Lara Croft is not impressed.
I’ve never been much of a treasure hunter myself. I did once find a $20 bill on the floor of Record Town, which a buddy and I used to pick up a couple of LPs at the nearby RTO (it was a better store). Sharing the loot with said “buddy” is what made that a memorable experience, and that could be the same for you when playing GAMEDIA’s Treasure Temples.
One look at the screen captures here is all puzzle fans will need to know you’ve played this game before. There’s a path to various bits of treasure, and you’ll need to find that path to pick up everything and get out of the room. The trouble here is that the floor crumbles behind you as you move, so you’ll need to plan ahead to make sure you acquire everything and leave yourself a way back to the door.
This is simple enough in the early going, but the puzzles, of course, become more difficult. You’re quickly met with launching pads, enemies that block your path or destroy your blocks, traps that shoot out deadly darts, and more. What may seem like a hindrance, however, could be something you’ll need to use to your advantage. Those launching pads can obviously lift you back to the path you need, for example, and the darts can be tripped to take out enemies blocking your way.
Again, though, you know how this works. The question is what Treasure Temples does to separate itself from the competition. Graphics? No. They’re fun, but not far removed from the type you’d find in your average mobile game. And unfortunately, they don’t change much across the game’s 140+ levels. The story? Of course not. A short introduction sets up the characters from which you can choose, then it’s just puzzle screen after screen.
It is, rather, that second character who helps Treasure Temples distinguish itself. A good portion of the puzzles require duo exploration; you’ll need to position one character in a certain spot, then take command of the second to clear out items or reach a specific location for the other to continue.
This creates some wonderfully clever puzzles that help alleviate the tedium of doing the same thing screen after screen. It’s just too bad that the developers didn’t create a way to make this a truly multiplayer experience. I often play puzzle games like this with the help of another person, and it would’ve been great to give that person some control so she didn’t have to just bark orders at the screen until demanding, “Would you just give me the controller?”
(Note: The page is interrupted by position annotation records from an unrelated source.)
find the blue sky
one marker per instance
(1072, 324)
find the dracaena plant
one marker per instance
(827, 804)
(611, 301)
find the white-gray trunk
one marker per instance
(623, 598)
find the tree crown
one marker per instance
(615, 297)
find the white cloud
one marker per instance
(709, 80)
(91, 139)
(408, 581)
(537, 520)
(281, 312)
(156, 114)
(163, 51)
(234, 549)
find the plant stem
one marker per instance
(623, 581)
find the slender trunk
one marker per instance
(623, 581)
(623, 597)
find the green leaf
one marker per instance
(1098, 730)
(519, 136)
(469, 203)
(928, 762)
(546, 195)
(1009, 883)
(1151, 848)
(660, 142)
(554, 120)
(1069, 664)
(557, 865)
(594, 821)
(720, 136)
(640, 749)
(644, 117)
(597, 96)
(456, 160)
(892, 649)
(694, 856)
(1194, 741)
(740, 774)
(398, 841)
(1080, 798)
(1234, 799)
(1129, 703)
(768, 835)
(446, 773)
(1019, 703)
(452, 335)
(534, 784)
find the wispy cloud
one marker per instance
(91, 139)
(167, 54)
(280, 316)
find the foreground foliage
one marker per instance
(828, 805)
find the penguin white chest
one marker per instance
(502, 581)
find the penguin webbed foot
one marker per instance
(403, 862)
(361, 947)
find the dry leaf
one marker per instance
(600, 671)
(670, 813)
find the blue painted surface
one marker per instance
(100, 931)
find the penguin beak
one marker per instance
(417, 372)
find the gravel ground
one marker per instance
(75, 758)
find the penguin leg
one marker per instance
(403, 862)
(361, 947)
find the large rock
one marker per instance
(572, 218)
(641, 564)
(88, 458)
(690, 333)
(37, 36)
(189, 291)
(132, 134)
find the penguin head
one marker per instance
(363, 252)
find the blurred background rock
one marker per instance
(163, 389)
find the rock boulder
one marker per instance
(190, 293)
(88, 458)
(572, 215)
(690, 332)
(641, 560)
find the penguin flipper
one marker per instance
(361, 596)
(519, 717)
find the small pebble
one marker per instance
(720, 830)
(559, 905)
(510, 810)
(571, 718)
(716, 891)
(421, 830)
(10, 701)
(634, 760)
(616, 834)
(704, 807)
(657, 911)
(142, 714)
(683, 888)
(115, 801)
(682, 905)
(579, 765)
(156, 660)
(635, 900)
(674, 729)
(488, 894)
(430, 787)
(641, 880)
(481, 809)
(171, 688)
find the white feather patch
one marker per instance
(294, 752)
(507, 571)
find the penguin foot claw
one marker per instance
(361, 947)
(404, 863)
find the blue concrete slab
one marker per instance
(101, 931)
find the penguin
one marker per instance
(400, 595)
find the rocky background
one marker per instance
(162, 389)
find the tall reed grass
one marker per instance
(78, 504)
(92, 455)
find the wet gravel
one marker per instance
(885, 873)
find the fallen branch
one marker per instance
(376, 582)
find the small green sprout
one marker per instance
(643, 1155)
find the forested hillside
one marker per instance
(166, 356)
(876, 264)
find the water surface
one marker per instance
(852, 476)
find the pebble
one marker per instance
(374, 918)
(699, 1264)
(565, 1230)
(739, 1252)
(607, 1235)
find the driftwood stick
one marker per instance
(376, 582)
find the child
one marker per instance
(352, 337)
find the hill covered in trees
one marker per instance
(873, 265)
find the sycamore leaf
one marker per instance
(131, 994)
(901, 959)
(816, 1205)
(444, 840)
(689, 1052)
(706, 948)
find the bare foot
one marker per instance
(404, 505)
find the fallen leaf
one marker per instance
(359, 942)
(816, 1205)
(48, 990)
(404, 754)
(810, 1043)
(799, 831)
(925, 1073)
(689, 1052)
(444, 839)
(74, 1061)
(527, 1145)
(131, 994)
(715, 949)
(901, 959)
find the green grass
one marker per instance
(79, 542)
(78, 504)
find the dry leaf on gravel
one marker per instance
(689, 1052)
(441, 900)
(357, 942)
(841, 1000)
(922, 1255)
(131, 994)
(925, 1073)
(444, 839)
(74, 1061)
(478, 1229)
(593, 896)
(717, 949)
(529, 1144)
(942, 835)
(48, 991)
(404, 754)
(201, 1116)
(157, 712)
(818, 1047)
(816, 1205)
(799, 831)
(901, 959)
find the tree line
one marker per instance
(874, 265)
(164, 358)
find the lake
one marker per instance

Treasure Temples has a couple of other elements working on its behalf, as well. I like that each block of levels ends with a “boss” fight. These puzzles are more involved, as you’d expect, and require you to use the traps to take down an enemy to reach the big prize.
Also, there’s no timer, and you’re never penalized for starting over. This means all puzzles can eventually be solved through trial and error. That’s a detriment if urgency’s your thing, but I prefer to simply relax when it comes to puzzle games.
If you’re looking for a casual way to kill some time on your Switch, definitely explore Treasure Temples. It won’t go on permanent display on your Switch’s SD card, but it’s priced accordingly, and puzzle fans should enjoy their time with it while it lasts.
Review: Treasure Temples (Nintendo Switch)
Treasure Temples is a solid option for those seeking low-pressure puzzle gameplay. The redundant visuals and lack of a narrative are easily overcome by clever levels, fun boss challenges, and a unique two-explorer approach to puzzle solving. It’s just too bad that “two-explorer” does not equate “two-player.”